Years later as young men of twenty they met once again and on a few occasions

went out together searching for amorous adventures. Then their paths and their interests

diverged. Anthime became a businessman and disappeared from Arthur`s life until thirty

years later when they had a brief correspondence in which Arthur sought some financial

advice. When Anthime responded with an offer to manage his portfolio for a fee, Arthur

abruptly ended the correspondence. By that time he suspected everyone and trusted no

one. He put Anthime`s letter aside after jotting on the back of the envelope a cynical

aphorism from Gracian (a Spanish philosopher much admired by his father): «Make one`s

entry into another`s affair in order to leave with one`s own.»

Arthur and Anthime had one final meeting ten years later—an awkward encounter

during which they found little to say to one another. Arthur described his old friend as

«an unbearable old man» and wrote in his journal that the «feeling of two friends meeting

after a generation of absence will be one of great disappointment with the whole of life.»

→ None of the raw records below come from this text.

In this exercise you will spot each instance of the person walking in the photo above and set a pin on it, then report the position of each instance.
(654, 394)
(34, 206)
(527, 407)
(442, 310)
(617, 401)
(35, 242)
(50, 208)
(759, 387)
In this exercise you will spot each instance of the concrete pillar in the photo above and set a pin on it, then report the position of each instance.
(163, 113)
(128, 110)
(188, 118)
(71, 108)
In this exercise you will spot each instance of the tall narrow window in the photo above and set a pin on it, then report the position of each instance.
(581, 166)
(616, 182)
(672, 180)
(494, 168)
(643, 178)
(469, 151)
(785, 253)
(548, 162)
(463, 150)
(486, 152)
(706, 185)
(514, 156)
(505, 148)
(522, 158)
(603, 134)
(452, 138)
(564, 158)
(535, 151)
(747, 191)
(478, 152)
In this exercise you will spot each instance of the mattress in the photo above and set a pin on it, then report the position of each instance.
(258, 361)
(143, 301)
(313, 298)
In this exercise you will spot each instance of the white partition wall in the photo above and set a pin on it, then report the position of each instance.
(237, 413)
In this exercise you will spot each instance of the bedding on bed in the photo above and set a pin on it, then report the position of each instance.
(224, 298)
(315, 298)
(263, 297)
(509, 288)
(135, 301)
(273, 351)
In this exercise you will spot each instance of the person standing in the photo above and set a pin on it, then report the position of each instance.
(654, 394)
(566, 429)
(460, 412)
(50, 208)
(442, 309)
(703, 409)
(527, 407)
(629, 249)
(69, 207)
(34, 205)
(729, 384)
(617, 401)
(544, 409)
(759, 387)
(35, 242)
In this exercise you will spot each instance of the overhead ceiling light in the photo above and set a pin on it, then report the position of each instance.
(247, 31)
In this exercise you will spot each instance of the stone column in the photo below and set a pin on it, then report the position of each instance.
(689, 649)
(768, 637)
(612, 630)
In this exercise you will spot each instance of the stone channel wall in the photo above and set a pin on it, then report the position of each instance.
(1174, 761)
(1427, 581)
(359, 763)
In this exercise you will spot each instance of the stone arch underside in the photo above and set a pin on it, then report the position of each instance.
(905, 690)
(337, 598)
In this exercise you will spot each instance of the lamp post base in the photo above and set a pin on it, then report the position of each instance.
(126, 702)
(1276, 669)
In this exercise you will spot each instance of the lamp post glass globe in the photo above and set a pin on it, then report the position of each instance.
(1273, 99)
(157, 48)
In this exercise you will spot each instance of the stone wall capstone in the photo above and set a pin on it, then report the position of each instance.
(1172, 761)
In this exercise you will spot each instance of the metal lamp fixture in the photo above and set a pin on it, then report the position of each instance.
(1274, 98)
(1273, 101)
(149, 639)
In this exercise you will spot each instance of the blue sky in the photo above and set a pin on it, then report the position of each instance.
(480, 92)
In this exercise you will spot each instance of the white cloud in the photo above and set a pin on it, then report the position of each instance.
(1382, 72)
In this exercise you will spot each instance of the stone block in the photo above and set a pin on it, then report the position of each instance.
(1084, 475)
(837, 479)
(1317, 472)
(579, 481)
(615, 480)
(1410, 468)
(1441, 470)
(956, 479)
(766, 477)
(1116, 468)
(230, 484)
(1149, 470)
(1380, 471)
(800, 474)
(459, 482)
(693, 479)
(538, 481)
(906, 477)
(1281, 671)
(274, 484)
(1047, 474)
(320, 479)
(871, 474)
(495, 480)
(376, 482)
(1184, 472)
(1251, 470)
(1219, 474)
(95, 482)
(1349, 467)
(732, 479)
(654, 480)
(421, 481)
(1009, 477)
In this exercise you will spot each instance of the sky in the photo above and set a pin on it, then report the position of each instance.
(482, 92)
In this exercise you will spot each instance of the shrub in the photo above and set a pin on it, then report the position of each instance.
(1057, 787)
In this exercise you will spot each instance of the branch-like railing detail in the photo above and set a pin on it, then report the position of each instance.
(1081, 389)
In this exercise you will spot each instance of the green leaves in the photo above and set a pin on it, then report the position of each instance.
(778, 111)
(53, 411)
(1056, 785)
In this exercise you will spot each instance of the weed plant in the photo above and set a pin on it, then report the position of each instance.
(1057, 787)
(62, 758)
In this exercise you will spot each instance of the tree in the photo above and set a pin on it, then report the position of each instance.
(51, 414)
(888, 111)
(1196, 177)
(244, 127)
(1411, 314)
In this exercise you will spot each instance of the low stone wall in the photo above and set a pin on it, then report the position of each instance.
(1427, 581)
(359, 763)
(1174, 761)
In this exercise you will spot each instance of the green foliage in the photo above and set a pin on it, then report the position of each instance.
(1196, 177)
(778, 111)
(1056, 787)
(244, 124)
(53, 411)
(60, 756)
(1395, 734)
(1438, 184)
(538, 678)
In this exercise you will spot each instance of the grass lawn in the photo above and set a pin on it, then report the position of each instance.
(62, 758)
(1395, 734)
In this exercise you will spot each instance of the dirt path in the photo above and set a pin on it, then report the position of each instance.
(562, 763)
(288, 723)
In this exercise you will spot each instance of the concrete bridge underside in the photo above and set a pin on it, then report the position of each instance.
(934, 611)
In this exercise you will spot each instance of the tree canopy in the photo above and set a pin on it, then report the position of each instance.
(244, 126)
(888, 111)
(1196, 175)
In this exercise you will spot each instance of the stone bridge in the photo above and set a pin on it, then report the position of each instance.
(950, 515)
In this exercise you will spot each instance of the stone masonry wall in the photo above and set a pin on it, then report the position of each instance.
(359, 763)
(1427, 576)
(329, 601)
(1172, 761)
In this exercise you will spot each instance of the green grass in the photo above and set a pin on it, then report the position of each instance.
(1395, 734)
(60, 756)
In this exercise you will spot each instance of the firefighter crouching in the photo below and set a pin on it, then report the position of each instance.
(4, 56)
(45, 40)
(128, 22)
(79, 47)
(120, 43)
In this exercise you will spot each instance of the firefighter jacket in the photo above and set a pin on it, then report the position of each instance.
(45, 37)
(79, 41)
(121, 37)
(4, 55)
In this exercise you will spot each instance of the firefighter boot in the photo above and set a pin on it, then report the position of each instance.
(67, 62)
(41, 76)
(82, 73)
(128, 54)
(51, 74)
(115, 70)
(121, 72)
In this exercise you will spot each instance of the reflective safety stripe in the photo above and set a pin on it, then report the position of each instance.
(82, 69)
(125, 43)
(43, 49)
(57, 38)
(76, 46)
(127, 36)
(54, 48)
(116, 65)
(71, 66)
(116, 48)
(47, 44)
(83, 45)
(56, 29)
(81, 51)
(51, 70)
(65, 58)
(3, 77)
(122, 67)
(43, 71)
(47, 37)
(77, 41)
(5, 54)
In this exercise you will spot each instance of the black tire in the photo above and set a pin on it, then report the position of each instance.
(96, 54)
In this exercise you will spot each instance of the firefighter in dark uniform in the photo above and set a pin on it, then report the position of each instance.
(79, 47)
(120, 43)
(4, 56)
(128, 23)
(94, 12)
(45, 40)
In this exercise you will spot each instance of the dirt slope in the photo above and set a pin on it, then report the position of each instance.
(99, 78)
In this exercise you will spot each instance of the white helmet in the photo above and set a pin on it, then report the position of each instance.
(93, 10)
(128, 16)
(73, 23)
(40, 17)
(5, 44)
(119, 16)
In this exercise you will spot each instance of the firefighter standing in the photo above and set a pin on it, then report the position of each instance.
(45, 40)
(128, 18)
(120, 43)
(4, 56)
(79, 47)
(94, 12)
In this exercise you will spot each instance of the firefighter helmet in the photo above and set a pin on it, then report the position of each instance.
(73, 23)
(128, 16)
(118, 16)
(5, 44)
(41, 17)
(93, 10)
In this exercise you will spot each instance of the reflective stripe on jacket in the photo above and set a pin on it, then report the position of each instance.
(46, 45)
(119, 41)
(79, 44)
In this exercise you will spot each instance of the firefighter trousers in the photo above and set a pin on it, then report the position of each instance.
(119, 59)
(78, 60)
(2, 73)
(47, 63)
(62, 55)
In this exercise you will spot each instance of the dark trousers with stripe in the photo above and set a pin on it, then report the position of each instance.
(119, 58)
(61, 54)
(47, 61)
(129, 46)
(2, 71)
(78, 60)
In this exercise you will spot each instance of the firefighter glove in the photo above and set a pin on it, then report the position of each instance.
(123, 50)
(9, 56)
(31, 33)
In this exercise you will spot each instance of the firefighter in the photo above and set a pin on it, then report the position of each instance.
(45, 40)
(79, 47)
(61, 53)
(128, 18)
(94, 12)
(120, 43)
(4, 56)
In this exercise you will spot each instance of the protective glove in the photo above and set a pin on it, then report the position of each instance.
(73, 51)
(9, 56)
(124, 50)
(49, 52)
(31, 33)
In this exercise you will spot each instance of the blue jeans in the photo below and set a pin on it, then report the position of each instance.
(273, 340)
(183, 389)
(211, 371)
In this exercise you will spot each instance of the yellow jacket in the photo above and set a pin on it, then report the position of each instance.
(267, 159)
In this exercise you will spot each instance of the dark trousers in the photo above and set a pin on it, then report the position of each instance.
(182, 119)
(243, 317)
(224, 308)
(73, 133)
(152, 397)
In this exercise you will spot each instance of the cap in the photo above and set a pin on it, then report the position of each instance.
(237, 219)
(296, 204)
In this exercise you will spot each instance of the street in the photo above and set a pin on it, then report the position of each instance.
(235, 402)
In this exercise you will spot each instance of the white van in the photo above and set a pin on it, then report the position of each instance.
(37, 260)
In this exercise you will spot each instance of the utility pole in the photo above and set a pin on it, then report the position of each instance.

Another incident marked Arthur`s stay in Le Havre: he was introduced to death. A

childhood playmate in Hamburg, Gottfried Janish, died while Arthur was living in Le

Havre. Though Arthur seemed undemonstrative and said that he never again thought of

Gottfried, it is apparent that he never truly forgot his dead playmate, nor the shock of his

first acquaintance with mortality, because thirty years later he described a dream in his

journal: «I found myself in a country unknown to me, a group of men stood on a field,

and among them a slim, tall, adult man who, I do not know how, had been made known

to me as Gottfried Janish, and he welcomed me.»

Arthur had little difficulty interpreting the dream. At that time he was living in

Berlin in the midst of a cholera epidemic. The dream image of a reunion with Gottfried

could only mean one thing: a warning of approaching death. Consequently, Arthur

decided to escape death by immediately leaving Berlin. He chose to move to Frankfurt,

where he was to live the last thirty years of his life, largely because he thought it to be

cholera–proof.

11

Philip`s First

Meeting

_________________________

Thegreatest wisdom is to make

the enjoyment of the present

the supreme object of life

because that is the only

reality, all else being the

play of thought. But we could

just as well call it our

greatest folly because that

which exists only a moment and

vanishes as a dream can never

be worth a serious effort.

_________________________

Philip arrived fifteen minutes early for his first group therapy meeting wearing the same

clothes as in his two previous encounters with Julius: the wrinkled, faded checkered shirt,

khaki pants, and corduroy jacket. Marveling at Philip`s consistent indifference to clothes,

office furnishings, his student audience, or, seemingly, anyone with whom he interacted,

Julius once again began to question his decision to invite Philip into the group. Was it

sound professional judgment, or was his chutzpah raising its ugly head again?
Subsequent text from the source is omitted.